The Latest on the investigation of a debt collection scam involving celebrities and public figures in California (all times local): 12:30 p.m.
A judge has approved a plea deal for an ex-convict who pleaded guilty to extortion, fraud and obstruction charges in connection with a debt collector scam involving some of the country’s biggest names.
A Los Angeles Superior Court judge signed off Wednesday on a deal that would send the ex-cons to prison for 20 years.
A prosecutor declined comment on the details of the deal.
The former cop was sentenced to 30 years in prison.
He has been out on parole since March 2017.
The ex-cop had faced up to 40 years in the state’s maximum-security prison for the extortion charge, but the judge said that sentence was too harsh and ordered a reduced sentence of 12 to 15 years.
He also ordered that the ex’s attorney, who also represents the celebrity debtors, pay the ex $1.1 million.
He was not present during Wednesday’s hearing.
The deal was first reported by The Associated Press.

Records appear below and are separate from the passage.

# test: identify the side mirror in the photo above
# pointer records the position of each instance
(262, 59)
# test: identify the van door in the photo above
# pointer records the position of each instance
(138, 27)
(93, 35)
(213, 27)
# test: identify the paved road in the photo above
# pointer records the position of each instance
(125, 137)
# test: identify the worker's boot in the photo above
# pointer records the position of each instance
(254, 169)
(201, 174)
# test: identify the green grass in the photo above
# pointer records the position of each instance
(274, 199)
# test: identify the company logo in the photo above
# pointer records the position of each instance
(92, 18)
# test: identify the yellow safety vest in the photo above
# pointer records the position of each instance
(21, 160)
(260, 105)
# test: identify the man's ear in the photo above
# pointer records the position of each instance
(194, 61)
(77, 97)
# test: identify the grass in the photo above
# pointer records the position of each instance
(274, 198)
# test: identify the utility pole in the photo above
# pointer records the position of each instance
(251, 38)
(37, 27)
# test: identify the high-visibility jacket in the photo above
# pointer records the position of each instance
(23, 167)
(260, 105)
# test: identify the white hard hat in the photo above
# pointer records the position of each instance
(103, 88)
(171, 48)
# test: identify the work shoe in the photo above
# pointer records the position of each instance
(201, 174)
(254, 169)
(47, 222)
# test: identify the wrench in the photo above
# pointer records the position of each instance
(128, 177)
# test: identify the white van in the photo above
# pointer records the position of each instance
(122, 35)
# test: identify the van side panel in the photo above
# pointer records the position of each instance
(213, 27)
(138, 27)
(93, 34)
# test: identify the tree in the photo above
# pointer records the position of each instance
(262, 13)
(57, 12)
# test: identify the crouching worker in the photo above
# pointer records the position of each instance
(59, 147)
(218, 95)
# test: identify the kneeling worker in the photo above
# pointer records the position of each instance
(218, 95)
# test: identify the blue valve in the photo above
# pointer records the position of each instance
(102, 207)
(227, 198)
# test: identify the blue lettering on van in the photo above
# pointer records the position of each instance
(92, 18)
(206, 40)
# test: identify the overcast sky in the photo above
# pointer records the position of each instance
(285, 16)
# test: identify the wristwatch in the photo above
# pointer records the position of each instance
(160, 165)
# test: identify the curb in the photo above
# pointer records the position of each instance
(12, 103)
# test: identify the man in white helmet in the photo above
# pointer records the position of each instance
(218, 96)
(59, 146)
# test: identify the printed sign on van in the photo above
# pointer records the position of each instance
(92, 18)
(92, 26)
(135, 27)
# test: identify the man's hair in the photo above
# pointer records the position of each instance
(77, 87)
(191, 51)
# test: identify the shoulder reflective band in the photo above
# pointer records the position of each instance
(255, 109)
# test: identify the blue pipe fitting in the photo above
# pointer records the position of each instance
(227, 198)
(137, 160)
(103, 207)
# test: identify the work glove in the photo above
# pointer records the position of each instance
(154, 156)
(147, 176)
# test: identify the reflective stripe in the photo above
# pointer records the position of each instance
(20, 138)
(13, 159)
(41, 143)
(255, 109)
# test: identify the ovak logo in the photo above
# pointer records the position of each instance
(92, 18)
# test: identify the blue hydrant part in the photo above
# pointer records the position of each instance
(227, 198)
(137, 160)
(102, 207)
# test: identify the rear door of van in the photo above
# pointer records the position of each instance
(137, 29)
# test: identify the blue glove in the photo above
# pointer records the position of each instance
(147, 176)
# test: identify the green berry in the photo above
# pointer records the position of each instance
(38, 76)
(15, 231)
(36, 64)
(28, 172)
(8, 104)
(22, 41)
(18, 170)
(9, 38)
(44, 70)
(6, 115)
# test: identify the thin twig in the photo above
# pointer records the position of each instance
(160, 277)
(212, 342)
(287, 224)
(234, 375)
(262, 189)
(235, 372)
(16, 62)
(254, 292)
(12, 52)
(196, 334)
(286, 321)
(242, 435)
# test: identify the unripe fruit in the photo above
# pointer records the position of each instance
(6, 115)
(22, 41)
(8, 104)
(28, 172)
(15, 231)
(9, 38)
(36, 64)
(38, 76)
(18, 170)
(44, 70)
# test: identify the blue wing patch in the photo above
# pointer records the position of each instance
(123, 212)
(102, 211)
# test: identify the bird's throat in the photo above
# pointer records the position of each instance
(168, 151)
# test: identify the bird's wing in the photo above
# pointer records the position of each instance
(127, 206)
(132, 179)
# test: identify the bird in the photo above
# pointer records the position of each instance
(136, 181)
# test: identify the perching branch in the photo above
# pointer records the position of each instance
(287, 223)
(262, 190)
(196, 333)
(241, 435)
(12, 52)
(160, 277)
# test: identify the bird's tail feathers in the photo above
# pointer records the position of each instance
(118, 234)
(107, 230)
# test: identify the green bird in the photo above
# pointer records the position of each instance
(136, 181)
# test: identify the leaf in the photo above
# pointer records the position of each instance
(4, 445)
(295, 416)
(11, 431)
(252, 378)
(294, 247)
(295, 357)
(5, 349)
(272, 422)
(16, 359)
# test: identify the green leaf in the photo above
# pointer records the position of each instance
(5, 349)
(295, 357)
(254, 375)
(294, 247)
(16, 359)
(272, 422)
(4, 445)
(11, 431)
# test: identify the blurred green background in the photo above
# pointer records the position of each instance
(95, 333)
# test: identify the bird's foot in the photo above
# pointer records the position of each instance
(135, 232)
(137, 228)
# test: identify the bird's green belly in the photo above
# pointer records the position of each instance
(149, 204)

A woman who worked for the former cop in the early 2000s told the AP she did not recall anything about the matter, but said he never touched her.
The woman said the ex was a good friend.
The case has drawn widespread criticism because of the number of celebrities and other public figures involved, including singers Katy Perry and Miley Cyrus, and some celebrities are accused of being involved.
The star-studded celebrity court has been criticized for its secrecy.
Celebrities, celebrities, celebrities.
We can’t even say anything.
It’s all in the public domain, and it’s the celebrities that get in trouble for this, said one former cop who was not involved in the case.
We know the media will try to do everything they can to make this look bad, he said.
A California judge in a civil case against ex-law enforcement officers accused of extortion, intimidation and obstruction said Wednesday that he is “proud” of the judge’s ruling that the former officer’s plea deal with prosecutors does not constitute a crime.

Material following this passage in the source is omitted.